May 27, 2019

How Good Is the Trump Economy, Really?

And looking at the growth rate instead of the level shows that the 2.09 percent improvement in the first year of the Trump administration is below a couple of the peaks of the Obama second term, including a 3 percent reading in the year ending in the first quarter of 2015.

In talking about the economy, the level, direction and rate of change all matter. They just matter in different ways.

The late 1990s, for example, featured both strong levels of economic activity and fast growth. In the aftermath of a steep recession in 1982, there was a different combination: a weak level of economic activity paired with fast growth. The 2010-2011 time frame featured weak economic activity paired with slow growth, a nasty combination.

The reason my analysis was more effusive about the recent economic results than it was about similar growth numbers during the Obama administration is that strong growth numbers are more impressive — and unexpected — at a time when the level of economic activity is already high.
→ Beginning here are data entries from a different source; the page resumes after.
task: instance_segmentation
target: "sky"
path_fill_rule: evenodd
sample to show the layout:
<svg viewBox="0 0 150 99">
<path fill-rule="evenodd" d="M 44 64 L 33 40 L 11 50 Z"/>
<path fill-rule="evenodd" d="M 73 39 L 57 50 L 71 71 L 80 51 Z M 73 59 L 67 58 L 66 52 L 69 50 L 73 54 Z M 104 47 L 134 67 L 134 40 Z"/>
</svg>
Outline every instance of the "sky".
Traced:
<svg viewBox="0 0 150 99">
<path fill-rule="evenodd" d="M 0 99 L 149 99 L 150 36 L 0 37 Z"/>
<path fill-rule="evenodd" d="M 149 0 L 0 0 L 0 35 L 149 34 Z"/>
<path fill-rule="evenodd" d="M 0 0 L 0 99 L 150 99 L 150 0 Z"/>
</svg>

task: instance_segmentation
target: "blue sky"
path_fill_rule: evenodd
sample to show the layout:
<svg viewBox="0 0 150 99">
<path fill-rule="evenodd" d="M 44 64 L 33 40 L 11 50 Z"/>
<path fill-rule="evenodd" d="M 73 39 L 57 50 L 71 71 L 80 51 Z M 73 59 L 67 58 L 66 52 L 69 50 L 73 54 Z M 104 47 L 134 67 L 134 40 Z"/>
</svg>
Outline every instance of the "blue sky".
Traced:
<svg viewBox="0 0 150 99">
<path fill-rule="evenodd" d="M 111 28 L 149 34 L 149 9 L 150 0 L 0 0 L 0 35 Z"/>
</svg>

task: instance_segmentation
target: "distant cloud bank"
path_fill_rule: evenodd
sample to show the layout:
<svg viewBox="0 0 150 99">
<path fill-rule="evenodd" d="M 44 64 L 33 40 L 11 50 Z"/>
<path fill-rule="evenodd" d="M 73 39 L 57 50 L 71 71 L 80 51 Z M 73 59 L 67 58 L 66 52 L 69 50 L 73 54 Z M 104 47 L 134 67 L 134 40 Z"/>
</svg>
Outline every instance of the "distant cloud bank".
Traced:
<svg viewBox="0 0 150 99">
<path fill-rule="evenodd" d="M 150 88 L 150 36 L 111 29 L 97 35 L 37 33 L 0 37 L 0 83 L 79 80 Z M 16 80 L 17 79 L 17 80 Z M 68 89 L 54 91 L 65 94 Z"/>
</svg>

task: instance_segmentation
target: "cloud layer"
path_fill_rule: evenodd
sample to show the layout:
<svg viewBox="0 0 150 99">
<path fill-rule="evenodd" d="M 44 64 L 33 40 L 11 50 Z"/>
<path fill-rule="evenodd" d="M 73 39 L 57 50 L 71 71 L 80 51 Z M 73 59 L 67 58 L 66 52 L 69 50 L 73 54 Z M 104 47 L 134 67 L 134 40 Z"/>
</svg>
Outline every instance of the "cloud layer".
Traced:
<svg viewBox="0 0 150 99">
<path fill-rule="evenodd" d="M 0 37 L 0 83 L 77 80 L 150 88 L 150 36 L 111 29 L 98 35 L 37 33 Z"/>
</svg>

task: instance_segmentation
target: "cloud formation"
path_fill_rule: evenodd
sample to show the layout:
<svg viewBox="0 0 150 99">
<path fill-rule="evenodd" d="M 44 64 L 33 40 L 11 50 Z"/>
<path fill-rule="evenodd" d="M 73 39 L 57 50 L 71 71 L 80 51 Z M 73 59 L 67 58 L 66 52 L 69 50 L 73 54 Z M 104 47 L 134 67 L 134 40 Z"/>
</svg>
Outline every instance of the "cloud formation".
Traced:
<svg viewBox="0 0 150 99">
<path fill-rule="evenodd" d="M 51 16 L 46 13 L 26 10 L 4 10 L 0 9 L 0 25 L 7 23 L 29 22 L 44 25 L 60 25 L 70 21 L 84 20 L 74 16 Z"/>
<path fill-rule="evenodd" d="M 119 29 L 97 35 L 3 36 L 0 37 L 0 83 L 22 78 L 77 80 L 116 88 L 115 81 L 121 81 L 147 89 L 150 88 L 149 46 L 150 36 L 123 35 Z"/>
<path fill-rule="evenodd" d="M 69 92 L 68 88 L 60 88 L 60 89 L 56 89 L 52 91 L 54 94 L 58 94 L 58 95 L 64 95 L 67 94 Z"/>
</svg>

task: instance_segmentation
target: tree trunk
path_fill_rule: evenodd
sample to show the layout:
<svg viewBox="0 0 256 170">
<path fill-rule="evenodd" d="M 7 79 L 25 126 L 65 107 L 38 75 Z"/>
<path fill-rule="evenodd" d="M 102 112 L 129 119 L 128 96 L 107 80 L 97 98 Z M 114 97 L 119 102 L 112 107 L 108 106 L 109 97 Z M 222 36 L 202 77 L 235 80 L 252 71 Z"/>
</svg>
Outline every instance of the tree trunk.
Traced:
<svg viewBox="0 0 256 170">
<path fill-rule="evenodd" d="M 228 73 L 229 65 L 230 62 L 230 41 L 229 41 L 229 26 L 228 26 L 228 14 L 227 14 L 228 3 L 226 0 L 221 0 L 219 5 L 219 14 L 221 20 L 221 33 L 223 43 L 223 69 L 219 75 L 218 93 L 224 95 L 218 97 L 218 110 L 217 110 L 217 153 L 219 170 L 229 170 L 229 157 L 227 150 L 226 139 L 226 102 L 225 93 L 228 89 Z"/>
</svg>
When the jobless rate was, say, 7 percent, we needed strong job growth just to put the unemployed back to work. To get similar job growth rates with an unemployment rate below 4 percent is reason for a little more giddiness.

So what is the most honest way of talking about the Trump economy? It goes like this: The president inherited an economy that had come a long way toward healing. During his administration, the economy has continued growing at about the same rate it did before he took office, pushing incomes, employment and output to yet higher levels.

There are plenty of problems that remain in the United States, economic and otherwise, and the degree of credit the president deserves for the state of the economy is an open debate. But this is a bathtub that is already pretty full, and the water’s rising nicely.